Among the most troubling items of the past year came to our attention in August, when an anonymous video showed a freshman cheerleader at Denver’s East High School being forced into a splits position by coach Ozell Williams as teammates held her arms. A visibly distressed Ally Wakefield can be heard in the video pleading, “Please, stop!” nine times. Backlash from parents led to the suspension of Williams and four others, including the school’s principal, as an investigation ensued.

2. Former Baseball Player Sues Coach for Benching Him

Parents can be overprotective, too, as evidenced by a different story that came to light in August. A former Los Altos (Calif.) High School student-athlete and his parents filed a $150,000 lawsuit against the school district and its head baseball coach Gabriel Lopez, alleging that the coach’s decision to not play Robbie Lopez, a three-year starter prior to Lopez’s arrival, during his senior season displayed a “pattern of harassment and bullying” and intentional “abuse of the coach’s discretion.”

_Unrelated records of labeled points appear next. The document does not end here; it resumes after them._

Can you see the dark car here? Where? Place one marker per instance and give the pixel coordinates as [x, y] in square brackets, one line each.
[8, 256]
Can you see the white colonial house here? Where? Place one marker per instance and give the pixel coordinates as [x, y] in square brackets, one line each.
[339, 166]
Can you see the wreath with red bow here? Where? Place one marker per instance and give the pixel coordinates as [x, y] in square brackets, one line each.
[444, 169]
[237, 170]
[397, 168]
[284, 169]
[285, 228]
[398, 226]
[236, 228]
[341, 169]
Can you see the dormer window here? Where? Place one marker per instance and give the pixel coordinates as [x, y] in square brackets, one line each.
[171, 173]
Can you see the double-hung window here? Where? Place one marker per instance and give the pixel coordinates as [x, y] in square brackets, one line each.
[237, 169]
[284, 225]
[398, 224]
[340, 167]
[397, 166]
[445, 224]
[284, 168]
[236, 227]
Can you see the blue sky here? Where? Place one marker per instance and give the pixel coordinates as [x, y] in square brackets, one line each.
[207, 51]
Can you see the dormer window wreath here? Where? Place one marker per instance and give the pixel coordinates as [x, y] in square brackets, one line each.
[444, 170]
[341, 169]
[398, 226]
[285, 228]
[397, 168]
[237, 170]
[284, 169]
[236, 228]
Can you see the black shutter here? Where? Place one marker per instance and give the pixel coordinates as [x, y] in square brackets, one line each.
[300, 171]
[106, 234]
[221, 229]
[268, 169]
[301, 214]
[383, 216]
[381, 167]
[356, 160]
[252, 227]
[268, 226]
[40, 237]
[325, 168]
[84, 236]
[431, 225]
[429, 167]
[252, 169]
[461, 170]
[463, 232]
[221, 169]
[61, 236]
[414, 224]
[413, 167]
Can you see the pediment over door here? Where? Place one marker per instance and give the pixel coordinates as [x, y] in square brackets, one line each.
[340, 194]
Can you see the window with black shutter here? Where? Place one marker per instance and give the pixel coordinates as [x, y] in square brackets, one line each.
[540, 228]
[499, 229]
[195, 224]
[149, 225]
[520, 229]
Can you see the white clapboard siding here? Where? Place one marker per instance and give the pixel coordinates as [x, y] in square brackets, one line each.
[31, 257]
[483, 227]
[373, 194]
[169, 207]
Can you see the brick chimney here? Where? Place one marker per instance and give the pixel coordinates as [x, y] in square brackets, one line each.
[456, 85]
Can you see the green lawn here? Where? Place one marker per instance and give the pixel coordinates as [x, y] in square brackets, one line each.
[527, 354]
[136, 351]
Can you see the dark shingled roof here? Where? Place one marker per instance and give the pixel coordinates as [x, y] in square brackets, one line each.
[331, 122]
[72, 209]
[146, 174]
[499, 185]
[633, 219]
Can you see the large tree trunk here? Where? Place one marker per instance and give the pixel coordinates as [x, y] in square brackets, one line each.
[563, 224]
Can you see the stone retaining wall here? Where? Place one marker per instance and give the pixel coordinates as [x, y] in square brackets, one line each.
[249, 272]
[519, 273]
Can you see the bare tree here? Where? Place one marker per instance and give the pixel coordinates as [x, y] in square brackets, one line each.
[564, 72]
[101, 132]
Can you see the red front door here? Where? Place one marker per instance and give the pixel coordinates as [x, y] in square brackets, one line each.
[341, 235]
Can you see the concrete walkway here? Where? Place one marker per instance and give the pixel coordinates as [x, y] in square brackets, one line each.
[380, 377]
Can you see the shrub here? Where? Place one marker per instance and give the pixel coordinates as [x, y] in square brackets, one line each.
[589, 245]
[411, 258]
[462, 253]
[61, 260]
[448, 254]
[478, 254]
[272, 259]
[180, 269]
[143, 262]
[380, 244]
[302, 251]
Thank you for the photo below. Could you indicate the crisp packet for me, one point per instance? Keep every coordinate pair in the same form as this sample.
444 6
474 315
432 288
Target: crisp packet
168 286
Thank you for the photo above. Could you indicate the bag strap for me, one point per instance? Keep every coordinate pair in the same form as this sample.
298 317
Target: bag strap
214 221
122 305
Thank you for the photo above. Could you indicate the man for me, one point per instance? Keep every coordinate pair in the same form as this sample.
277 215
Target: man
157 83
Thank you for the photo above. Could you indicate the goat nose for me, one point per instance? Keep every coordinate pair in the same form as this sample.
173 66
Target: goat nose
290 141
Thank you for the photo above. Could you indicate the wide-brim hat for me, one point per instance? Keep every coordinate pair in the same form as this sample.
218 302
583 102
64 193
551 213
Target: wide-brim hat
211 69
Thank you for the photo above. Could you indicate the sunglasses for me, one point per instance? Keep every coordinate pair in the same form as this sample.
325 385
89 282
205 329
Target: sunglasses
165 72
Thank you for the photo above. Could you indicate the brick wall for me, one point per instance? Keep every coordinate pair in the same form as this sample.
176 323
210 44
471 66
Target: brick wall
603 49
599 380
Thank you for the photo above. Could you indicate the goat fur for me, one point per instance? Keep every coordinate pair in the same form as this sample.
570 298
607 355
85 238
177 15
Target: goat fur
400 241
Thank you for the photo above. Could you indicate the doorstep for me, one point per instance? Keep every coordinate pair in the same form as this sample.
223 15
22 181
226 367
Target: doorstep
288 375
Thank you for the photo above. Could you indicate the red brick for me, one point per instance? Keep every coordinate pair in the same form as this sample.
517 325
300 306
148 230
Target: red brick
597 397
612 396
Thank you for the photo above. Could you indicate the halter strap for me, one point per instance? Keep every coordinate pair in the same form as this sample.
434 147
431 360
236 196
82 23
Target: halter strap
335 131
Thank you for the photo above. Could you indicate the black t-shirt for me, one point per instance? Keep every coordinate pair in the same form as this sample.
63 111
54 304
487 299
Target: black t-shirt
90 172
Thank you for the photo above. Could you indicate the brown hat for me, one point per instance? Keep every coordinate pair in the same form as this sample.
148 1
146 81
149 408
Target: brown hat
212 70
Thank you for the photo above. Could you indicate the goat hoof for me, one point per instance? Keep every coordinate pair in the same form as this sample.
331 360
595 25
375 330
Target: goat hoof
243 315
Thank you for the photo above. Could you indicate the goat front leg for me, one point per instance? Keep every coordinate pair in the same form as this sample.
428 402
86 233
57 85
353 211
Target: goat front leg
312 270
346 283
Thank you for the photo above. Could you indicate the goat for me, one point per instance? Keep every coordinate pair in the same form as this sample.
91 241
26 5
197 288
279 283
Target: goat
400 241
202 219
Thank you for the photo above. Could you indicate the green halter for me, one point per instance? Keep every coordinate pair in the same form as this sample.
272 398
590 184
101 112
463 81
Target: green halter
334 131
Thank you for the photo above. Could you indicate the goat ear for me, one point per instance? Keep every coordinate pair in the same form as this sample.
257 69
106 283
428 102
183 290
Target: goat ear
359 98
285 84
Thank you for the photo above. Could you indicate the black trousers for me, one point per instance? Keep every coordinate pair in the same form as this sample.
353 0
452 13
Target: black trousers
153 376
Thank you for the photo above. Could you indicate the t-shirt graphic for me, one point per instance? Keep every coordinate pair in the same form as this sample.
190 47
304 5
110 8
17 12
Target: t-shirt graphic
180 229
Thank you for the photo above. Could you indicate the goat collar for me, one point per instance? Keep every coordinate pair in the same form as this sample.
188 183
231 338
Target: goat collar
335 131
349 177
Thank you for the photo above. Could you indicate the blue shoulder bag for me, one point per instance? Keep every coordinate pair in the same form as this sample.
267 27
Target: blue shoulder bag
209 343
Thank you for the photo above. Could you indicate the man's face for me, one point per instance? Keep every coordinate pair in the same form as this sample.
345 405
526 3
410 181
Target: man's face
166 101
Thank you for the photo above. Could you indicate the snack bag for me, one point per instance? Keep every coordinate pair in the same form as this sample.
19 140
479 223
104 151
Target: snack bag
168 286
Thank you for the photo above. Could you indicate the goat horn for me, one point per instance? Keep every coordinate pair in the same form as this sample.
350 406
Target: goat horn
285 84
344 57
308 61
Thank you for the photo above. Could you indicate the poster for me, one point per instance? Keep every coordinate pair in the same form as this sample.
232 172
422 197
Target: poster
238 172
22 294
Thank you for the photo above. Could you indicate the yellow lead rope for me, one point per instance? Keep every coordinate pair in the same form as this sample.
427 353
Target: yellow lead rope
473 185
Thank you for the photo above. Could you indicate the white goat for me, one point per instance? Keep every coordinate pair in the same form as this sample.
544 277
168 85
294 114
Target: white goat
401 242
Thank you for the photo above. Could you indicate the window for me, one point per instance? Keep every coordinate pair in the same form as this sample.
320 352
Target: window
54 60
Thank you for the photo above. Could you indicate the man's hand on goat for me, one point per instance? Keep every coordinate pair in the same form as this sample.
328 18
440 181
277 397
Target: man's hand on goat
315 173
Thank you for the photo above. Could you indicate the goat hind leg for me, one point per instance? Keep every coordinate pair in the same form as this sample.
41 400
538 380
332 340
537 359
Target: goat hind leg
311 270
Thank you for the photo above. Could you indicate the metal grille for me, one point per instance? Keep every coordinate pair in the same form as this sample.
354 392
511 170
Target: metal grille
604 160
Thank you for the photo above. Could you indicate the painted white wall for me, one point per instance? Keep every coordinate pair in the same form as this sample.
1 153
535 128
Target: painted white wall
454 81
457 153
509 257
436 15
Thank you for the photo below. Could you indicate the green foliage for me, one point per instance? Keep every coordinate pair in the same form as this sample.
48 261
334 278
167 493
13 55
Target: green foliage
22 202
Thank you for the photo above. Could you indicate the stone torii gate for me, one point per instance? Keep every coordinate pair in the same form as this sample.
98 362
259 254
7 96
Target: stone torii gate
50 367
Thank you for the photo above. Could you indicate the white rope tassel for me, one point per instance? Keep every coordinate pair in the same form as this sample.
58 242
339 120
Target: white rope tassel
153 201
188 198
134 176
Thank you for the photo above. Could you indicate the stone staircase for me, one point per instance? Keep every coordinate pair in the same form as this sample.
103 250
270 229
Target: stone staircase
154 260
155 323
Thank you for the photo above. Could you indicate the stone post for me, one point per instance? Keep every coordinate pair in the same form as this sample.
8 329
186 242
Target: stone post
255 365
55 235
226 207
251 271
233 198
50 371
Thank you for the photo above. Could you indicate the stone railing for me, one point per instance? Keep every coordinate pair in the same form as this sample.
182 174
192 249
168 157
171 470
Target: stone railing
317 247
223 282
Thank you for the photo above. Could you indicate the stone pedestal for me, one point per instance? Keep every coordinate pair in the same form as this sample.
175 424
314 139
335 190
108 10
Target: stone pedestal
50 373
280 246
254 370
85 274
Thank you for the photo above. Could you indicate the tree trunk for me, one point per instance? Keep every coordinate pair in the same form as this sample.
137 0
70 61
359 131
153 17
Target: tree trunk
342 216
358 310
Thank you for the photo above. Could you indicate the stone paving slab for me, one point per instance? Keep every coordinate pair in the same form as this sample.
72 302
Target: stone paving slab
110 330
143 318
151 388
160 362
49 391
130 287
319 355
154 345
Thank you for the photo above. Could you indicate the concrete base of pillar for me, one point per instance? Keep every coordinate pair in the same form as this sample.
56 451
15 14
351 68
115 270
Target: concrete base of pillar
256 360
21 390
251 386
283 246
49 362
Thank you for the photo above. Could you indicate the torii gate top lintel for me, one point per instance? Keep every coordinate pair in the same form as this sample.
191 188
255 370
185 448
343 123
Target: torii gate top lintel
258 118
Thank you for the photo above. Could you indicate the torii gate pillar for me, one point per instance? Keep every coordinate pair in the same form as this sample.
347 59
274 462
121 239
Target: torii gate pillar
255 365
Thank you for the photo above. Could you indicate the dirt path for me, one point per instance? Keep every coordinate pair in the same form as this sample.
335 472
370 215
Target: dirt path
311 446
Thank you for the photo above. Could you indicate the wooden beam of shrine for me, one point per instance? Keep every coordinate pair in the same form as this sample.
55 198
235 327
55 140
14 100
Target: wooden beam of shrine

1. NCAA’s 30 Percent Protein Calorie Rule Deregulated

Rule No. 16.5.2 proved the most popular topic of 2017. What’s Rule No. 16.5.2, you ask? It’s how the NCAA had regulated what percentage of calories from protein (in this case, no more than 30 percent) student-athletes were permitted to consume through dietary supplements. That is until January, when the association’s committee on Competitive Safeguards and Medical Aspects successfully proposed that institutions be permitted to provide student-athletes with additional calories and electrolytes in the form of permissible “carbohydrate/electrolyte drinks, energy bars, carbohydrate boosters, protein, and vitamins and minerals.” Such deregulation is regarded as a major victory by the Collegiate and Professional Sports Dietitians Association, which provided the NCAA with research on the importance of proper student-athlete nutrition.